Assim como outras seleções africanas, os marfineses têm como característica principal a força física, além disso tem em seu elenco muitos jogadores, além do já citado Drogba, que atuam no futebol europeu. São eles: Kolo Touré e Emmanuel Eboué (Arsenal), Didier Zokora (Tottenham), Salomon Kalou (Chelsea), Bonaventure Kalou (Heerenveen), Aruna Dindane (Lens), Kanga Akalé (Olympique de Marseilha) e ainda Yaya Touré (Barcelona).

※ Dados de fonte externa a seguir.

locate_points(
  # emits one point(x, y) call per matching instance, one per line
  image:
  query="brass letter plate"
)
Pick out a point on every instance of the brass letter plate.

Na segunda participação em Copas do Mundo (foi classificada para a Alemanha, em 2006) a equipe tenta melhorar o desempenho e passar pela primeira fase. Para isso, enfrentará Brasil, Coreia do Norte e Portugal. A partida inédita contra a seleção brasileira acontecerá em Joanesburgo, no dia 20 de junho.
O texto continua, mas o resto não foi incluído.